Saturday, October 9, 2010

Home Coming

I am 40, yet i feel 16 when I look out my window and watch the warm October sun roll up the hills outside my apartment. Partcularly this week brings home many memories of childhood events, fun and gaiety spent in the folds of forgotten history. I watch through clouded memories, images of an old grandma, doting parents, noisy siblings. I smell the century old recipe that has lodged in the deep recess of my olfactory nerves. I hear endless sounds of preparation for the occasion, the merry making and excitement of a full household.

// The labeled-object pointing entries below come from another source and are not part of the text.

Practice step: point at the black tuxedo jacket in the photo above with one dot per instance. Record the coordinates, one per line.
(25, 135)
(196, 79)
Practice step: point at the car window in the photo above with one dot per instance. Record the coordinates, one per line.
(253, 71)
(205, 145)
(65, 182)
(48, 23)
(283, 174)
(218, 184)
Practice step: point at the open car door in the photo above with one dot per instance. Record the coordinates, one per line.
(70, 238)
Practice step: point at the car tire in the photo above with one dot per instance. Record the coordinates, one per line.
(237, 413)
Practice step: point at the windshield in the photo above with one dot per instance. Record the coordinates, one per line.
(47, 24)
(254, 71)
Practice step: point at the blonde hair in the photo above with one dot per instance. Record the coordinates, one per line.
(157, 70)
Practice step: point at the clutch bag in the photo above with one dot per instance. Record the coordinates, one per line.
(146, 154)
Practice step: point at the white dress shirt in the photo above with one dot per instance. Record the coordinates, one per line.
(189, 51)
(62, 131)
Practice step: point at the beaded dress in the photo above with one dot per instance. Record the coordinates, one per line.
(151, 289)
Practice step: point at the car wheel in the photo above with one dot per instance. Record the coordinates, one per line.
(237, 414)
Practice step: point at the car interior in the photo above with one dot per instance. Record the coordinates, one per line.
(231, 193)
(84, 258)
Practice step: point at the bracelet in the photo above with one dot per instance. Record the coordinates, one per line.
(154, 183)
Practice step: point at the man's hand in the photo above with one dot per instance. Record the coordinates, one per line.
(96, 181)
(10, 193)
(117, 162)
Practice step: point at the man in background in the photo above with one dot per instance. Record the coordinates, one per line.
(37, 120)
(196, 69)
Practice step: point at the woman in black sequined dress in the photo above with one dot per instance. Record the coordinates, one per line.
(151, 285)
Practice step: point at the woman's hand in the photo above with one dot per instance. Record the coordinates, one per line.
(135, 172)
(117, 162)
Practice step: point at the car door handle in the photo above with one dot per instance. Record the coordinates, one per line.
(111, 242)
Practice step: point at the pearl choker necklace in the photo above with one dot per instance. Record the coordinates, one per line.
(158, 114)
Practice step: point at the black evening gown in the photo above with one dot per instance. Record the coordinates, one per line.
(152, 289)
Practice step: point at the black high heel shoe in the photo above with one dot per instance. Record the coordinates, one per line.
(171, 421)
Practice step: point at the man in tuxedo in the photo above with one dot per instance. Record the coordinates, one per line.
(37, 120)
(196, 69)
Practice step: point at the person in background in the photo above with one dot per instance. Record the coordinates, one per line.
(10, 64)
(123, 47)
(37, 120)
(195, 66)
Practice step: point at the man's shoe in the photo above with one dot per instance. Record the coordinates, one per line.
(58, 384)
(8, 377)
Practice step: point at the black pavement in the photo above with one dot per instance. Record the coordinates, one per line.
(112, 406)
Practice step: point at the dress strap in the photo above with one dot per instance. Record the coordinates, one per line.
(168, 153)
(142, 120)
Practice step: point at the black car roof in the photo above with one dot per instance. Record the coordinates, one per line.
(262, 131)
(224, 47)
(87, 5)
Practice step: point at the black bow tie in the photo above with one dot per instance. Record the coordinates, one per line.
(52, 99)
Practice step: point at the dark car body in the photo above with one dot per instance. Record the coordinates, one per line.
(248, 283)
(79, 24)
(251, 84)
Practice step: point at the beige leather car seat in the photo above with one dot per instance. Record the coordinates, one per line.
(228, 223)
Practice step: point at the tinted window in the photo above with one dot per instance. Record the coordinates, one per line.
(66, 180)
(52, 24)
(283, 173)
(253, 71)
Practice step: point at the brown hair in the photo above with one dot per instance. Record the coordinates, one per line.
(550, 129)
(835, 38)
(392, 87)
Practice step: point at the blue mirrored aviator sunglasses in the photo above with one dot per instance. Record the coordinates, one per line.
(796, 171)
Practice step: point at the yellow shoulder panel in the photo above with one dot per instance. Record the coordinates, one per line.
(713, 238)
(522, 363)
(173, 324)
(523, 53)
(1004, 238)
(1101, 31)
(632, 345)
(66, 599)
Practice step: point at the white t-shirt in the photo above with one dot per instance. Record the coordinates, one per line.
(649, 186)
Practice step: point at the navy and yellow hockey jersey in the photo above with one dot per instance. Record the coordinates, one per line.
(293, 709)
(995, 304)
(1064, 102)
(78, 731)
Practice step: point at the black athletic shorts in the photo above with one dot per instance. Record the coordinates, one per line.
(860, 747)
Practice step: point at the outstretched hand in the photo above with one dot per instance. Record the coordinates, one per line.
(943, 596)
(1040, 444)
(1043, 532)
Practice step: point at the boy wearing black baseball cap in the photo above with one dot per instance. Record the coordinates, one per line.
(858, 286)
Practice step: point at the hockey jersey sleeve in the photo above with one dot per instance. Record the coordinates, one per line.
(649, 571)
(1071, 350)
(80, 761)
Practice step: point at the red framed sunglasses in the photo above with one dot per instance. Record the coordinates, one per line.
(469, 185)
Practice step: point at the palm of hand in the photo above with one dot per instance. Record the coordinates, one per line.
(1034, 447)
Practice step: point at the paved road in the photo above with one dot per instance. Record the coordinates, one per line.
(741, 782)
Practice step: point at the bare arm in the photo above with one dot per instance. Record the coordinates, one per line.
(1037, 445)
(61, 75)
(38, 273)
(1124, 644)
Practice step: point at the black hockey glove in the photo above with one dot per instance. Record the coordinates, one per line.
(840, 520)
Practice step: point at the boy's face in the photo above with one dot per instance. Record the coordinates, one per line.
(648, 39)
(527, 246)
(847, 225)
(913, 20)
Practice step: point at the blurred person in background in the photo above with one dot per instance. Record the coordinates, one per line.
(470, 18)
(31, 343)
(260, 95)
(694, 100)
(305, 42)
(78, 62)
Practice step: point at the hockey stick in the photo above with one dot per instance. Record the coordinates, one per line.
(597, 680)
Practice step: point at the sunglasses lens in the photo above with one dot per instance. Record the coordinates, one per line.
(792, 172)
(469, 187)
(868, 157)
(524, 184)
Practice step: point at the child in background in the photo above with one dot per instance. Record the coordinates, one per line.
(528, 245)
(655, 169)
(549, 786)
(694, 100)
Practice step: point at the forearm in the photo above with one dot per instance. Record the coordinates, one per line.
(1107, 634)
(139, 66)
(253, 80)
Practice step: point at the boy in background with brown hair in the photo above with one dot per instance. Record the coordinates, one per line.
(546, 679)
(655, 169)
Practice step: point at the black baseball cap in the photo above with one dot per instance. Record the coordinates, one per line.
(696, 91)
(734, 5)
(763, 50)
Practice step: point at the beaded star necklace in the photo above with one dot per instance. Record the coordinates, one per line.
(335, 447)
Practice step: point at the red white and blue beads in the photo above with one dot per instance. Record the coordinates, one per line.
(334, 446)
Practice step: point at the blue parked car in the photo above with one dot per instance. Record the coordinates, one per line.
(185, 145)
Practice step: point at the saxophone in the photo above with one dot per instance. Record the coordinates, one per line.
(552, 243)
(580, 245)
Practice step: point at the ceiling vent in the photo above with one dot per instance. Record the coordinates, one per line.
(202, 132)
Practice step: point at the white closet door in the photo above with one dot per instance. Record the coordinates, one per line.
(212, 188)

This week brings to me the significance and festivities of Dasai - an annual home coming culture, which brings home the flock and shepherd together, once again.

I never realised the sands of time burying us deeper and deeper as culture gave way to modern urgencies. The demands of a boarding education, challenges of turning into a progressive citizen, career competition and the metamorphosis of cultures and societies continued to bury us even deeper. Many festivals including Dasai came and went as simply another date on my wall calendar. The home coming and bonding became blurred as the dates marked just another wining & partying evenings.

I look at my daughter working on her science project, oblivious to the significance of this week in my memories. I then tell her many accounts from the archive of my mind, but only get a superficial nod of understanding. Obviously, our children have missed out on the celebrations and actual festivities.

I take a bold step this week. I am preparing to take my wife and daughter home to my parents, to revive the culture, to re-kindle the true meaning of Dasai as family get together, and to re-establish fragmented bonds and disjointed cultures. Evolution should strengthen these bonds and not mutate them into some different guise.

As we come together this week as grandparents, parents, sons, daughters, husbands, wives, grandsons, grand-daughters, uncles, aunts, friends, cousins, relatives I hope to re-establish all broken bonds and awaken the feeling and significance of this simple but important date of home coming.

I look forward to re-live the colours, taste, sights and sounds of my childhood together with my family and friends. Our children will hopefully continue these with their children, and so on.

In this spirit, I wish to extend my warmest thoughts to all who celebrate Dasai or any other home coming festival this year, and ever.